Пятницы я дожидаться не стал. Пришел к Повелителю в четверг. Поставил бутылку и сказал:
— Забирайте… Берите так — мне ничего не надо.
— Неудобно как-то, — замялся Повелитель, — Совсем-то ничего… Может, все-таки путевочку, а? Ну хотя бы триддатипроцентную.
— Да нет, спасибо, — сказал я. — Съезжу за свои.
Возможны искажения
Как раз в тот момент, когда я проглотил последние строчки газетного выступления, в коридоре показался Гришкин.
— Ну, старик, поздравляю! — закричал я. — Наконец-то! Читал уже, надеюсь? — И развернул перед ним газету.
— А, этого, — сказал Гришкин, мельком глянув на полосу. — В руках держал, а читать не читал… И не буду.
— Почему? — удивился я.
— Рожа мне его не нравится, — сказал Гришкин.
— Ну, дорогой!.. — я от негодования даже слова растерял. — Ну, милый… Это уж… извини что… Ты давай себе отчет! Человек высказывает передовые наболевшие мысли.
— С такой рожей? — недоверчиво спросил Гришкин.
— Господи! — сказал я. — Дикость какая-то! Да при чем тут рожа? Ты смотри сюда, смотри, что написано: «С чувством глубокого удовлетворения нельзя не отметить, что на смену чувству некоторого разочарования пришло чувство законной гордости и неподдельного восхищения». Чувствуешь?
— Хм, — сказал Гришкин и поскреб затылок. — Это конечно… вообще-то. Но только рожа у него, я тебе скажу…
— Тьфу! — разъярился я. — Затвердил как попугай: рожа, рожа! Говорю, балда такая, прочти до конца — он тебе еще красавцем покажется.
— Ты думаешь? — заколебался Гришкин. — Я в принципе-то не против. — Он протянул руку за газетой. — Можно, в принципе. Просто, веришь — нет, когда такая рожа, у меня взаимности не возникает.
— Взаимности! — всплеснул руками я. — Взаимности ему надо!
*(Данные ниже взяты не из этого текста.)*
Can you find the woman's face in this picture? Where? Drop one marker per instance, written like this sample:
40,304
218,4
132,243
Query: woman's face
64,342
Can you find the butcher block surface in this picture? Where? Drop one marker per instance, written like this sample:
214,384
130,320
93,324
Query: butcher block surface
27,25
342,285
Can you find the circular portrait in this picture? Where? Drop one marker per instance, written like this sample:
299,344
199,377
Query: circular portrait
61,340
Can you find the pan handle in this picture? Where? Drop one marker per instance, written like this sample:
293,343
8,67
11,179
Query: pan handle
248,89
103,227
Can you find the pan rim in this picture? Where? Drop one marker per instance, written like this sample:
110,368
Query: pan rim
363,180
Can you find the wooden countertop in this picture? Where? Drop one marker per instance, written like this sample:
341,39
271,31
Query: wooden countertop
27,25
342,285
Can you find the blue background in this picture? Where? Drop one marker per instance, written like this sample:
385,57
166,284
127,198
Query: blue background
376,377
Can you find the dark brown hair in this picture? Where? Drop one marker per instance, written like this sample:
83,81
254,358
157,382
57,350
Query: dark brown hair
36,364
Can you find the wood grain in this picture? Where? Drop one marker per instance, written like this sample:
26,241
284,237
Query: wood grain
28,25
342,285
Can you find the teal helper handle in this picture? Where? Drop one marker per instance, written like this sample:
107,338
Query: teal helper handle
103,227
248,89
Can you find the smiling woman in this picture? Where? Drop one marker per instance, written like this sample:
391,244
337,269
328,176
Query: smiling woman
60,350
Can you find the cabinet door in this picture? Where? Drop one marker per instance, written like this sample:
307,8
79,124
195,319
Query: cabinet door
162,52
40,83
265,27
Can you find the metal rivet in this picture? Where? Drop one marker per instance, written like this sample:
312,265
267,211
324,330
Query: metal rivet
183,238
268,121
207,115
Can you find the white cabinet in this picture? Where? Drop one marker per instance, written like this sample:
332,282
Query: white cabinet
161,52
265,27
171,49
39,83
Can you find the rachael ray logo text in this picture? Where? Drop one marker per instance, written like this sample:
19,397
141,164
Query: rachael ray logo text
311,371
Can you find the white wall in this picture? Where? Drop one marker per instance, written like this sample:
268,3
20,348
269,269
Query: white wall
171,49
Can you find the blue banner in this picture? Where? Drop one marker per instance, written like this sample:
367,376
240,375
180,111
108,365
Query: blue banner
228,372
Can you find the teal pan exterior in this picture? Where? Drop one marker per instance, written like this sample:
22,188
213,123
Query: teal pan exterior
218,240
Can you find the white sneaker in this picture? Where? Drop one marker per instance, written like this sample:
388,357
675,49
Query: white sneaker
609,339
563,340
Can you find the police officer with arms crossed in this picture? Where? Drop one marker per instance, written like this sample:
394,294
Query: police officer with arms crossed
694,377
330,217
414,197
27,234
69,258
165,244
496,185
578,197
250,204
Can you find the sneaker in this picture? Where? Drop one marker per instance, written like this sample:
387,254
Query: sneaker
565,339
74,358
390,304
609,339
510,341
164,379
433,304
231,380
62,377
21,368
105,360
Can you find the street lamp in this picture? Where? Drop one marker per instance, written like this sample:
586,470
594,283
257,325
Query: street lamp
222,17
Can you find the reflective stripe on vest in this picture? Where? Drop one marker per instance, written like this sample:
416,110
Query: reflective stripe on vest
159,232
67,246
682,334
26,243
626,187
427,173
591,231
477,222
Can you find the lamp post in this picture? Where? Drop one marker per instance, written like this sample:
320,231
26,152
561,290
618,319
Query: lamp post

Тебе что — жениться на нем предлагают? Ну, люди!..
— Ладно, — окончательно сдался Гришкин. — Черт с ним — почитаю. Выстригу рожу и почитаю.
— Вспотеешь с тобой, Гришкин, — устало сказал я. — Честное слово. В конце концов, пойми ты, нельзя по фотографии судить. Газета все-таки: возможны искажения — ретушь и прочее такое.
— Эх, голова! — встрепенулся Гришкин. — Как это я раньше не сообразил! Конечно, возможны искажения! — И он впился глазами в портрет.
— Ну, факт! — убежденно сказал он. — Отретушировано. Будь здоров как отретушировано!.. Мама родная! Представляю себе, что за рожа у него в действительности!
И Гришкин решительно вернул мне газету.
Настало времечко…
— Гляди! — толкнула меня жена. — Гоголя несут! Я оглянулся.
Действительно, мужик нес в авоське Гоголя. Пятитомник. Сверху у него лежала коробка с импортными сапогами, а внизу — Гоголь.
Я догнал мужика.
— Товарищ, где Гоголя брали?
— Тьфу ты! — остервенилась жена мужика. — Да на базаре брали, на базаре! Где-где…
— Извини, браток, — улыбнулся мужик. — Язык намозолили отвечать. Ты, однако, уже четырнадцатый будешь.